I tested this by spinning up a cluster with the new code and confirmed that hitting the agent/leave
endpoint results in the target host no longer showing as a member of the cluster for the other agents, and that trying to hit the API again on the target host results in a connection refused:
[ec2-user@ip-10-1-1-250 ~]$ TARGET=10.1.12.161
[ec2-user@ip-10-1-1-250 ~]$ OTHER=10.1.10.62
[ec2-user@ip-10-1-1-250 ~]$ curl -w "\n" http://$OTHER:8500/v1/status/peers
["10.1.12.161:8300","10.1.11.254:8300","10.1.10.62:8300"]
[ec2-user@ip-10-1-1-250 ~]$ curl -w "\n" http://$TARGET:8500/v1/status/peers
["10.1.12.161:8300","10.1.11.254:8300","10.1.10.62:8300"]
[ec2-user@ip-10-1-1-250 ~]$ curl -X PUT http://$TARGET:8500/v1/agent/leave
[ec2-user@ip-10-1-1-250 ~]$ curl -w "\n" http://$OTHER:8500/v1/status/peers
["10.1.11.254:8300","10.1.10.62:8300"]
[ec2-user@ip-10-1-1-250 ~]$ curl http://$TARGET:8500/v1/status/peers
curl: (7) Failed to connect to 10.1.12.161 port 8500: Connection refused
Prior to this change, the last two commands would show the target host had re-joined the cluster and restarted the API.

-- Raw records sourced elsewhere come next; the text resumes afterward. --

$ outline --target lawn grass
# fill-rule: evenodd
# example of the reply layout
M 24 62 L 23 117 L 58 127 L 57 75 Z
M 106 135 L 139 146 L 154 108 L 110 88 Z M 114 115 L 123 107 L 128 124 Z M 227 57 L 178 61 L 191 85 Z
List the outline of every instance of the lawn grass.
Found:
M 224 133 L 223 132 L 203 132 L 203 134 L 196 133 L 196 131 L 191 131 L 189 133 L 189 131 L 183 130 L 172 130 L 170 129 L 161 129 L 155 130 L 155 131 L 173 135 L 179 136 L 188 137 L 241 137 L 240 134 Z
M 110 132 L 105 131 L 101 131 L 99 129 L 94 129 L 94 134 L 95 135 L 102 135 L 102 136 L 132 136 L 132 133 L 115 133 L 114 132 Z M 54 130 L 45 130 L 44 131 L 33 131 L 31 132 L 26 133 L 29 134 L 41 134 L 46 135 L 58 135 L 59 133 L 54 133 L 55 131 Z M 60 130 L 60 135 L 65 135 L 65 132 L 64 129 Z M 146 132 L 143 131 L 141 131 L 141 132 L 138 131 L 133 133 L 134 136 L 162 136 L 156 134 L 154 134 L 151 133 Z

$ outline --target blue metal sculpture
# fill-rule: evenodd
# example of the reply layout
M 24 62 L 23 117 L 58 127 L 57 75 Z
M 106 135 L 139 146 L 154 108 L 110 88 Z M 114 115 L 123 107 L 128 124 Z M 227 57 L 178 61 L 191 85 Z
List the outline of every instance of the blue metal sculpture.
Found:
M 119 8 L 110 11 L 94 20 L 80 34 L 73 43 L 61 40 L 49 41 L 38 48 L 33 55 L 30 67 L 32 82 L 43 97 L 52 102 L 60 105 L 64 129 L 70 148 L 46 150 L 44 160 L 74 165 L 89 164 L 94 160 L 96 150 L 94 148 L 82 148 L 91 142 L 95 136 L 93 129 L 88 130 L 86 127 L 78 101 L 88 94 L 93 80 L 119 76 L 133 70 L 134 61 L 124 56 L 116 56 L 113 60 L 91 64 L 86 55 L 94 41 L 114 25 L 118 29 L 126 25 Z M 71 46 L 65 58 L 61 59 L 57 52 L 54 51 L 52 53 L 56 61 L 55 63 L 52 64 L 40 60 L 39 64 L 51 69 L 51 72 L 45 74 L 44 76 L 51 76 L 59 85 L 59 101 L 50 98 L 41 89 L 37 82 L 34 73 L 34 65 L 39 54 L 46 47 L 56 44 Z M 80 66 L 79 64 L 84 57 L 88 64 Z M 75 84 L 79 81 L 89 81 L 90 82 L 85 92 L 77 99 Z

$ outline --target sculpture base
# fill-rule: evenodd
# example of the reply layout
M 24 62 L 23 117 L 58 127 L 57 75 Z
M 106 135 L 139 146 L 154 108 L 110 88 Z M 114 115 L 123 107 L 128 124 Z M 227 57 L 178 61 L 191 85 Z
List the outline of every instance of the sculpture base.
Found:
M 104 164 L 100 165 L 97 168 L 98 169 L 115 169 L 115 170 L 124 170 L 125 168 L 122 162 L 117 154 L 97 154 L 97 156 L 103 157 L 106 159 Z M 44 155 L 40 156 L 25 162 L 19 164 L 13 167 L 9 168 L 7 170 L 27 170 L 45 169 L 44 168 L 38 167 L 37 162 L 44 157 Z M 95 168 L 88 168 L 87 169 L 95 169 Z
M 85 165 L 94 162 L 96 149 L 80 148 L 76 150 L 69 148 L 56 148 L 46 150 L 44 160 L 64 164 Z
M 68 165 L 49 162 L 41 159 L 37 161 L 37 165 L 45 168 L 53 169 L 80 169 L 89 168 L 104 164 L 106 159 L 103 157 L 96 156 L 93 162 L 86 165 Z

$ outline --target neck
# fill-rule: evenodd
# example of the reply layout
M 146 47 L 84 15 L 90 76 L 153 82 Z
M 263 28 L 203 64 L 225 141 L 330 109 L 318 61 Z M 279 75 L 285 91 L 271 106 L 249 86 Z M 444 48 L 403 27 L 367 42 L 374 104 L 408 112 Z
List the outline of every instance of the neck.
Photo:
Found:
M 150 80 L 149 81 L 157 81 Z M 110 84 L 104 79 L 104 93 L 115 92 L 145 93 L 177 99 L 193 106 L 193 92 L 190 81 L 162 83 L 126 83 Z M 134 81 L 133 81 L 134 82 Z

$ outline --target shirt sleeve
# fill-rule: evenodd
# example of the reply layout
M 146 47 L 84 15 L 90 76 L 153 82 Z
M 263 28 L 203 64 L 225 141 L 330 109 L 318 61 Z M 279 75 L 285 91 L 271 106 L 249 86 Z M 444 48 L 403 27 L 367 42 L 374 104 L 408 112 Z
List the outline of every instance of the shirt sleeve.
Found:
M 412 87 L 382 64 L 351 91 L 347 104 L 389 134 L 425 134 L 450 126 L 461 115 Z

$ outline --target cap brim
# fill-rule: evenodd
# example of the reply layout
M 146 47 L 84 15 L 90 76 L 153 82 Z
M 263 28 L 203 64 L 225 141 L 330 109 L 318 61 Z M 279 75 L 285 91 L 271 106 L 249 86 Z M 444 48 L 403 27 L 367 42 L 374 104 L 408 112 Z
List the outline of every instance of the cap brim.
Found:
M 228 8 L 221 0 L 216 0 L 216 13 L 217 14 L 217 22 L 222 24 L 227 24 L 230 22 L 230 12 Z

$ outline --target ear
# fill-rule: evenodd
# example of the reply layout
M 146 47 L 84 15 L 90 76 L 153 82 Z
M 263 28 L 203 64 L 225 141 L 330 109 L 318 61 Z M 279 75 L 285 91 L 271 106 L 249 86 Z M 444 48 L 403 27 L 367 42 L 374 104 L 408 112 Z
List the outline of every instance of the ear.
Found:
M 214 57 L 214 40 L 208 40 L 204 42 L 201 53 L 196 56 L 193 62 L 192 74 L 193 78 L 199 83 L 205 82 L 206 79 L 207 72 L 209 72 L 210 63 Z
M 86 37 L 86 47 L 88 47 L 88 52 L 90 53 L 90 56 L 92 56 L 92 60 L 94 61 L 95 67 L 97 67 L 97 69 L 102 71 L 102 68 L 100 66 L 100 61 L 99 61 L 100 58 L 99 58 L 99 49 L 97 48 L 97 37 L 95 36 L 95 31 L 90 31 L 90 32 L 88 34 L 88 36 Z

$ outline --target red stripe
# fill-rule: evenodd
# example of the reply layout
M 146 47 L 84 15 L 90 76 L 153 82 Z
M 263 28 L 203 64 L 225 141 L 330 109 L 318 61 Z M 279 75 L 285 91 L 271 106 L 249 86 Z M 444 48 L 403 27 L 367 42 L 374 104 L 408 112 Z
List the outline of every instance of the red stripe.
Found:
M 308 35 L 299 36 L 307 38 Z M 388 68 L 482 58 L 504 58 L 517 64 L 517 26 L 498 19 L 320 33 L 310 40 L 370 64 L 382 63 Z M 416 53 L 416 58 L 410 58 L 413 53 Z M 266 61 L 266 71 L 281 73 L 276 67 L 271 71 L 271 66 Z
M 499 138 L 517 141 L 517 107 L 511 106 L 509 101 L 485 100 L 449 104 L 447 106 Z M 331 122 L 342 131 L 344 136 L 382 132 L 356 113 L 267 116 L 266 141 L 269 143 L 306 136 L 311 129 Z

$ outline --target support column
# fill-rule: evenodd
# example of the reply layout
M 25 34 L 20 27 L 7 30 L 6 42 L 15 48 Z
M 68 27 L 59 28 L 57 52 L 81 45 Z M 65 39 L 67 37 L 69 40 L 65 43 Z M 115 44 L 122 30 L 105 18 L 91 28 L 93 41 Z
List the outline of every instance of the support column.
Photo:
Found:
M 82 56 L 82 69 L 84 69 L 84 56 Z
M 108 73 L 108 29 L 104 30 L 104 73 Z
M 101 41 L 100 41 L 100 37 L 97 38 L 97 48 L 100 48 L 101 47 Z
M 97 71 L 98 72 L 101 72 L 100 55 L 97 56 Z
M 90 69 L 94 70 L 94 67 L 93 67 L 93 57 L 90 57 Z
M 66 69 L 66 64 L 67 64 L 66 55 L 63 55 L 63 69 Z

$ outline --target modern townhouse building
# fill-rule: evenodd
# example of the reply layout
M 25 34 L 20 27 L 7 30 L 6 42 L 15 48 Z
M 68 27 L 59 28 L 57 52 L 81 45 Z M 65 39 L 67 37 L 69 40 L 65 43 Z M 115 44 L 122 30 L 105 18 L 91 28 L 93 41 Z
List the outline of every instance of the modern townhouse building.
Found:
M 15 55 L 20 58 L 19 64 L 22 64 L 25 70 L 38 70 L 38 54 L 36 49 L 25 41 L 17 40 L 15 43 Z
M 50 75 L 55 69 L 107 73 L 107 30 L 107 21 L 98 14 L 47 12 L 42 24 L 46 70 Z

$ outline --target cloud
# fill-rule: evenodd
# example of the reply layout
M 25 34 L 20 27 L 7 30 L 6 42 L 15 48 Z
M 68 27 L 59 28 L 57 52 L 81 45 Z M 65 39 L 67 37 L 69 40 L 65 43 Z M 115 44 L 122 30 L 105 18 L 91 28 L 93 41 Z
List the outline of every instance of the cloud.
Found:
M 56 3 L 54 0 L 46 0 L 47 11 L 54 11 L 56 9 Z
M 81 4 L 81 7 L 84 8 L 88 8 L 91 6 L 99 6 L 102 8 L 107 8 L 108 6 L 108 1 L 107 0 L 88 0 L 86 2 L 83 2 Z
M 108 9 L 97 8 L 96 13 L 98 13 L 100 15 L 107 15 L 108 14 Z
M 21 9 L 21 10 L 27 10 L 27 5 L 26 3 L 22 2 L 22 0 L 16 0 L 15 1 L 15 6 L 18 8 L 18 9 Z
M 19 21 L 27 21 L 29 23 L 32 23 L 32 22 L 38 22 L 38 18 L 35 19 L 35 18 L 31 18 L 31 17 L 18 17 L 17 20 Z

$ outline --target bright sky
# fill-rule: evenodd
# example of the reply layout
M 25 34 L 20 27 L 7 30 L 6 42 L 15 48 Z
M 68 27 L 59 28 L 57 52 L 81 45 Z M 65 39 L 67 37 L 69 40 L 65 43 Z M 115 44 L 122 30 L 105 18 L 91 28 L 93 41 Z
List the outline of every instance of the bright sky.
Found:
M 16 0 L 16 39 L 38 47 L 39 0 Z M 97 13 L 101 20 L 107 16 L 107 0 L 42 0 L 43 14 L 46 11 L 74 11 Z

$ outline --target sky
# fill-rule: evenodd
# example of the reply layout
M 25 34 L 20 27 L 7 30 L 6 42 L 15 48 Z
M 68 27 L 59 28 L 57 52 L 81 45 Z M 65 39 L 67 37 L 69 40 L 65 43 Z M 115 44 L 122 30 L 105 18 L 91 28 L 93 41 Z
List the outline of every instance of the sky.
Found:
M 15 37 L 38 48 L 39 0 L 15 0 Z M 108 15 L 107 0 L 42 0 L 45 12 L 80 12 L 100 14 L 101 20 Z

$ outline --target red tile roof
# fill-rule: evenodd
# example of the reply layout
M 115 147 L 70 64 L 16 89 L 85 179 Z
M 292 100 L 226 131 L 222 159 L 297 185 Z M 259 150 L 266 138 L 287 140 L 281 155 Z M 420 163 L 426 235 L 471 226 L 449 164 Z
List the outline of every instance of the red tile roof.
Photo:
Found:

Great, thanks! I'll merge this now and let the tests run. If they pass, I'll create a new release and share the link.
Thanks! And thanks for putting this project together!
@Etiene The tests failed on this PR, but I just noticed they have been failing since #177 was merged. Could you look into it?
Fixes #108. This allows removing servers gracefully via the
/agent/leave
API endpoint for upgrades as suggested in the documentation here: https://github.com/hashicorp/terraform-aws-consul/tree/master/modules/consul-cluster#how-do-you-roll-out-updatesCurrently invoking the leave endpoint causes consul to stop and then supervisor immediately restarts it and it will rejoin the cluster. This makes performing a graceful shutdown impossible without shell access to the host to stop supervisor directly.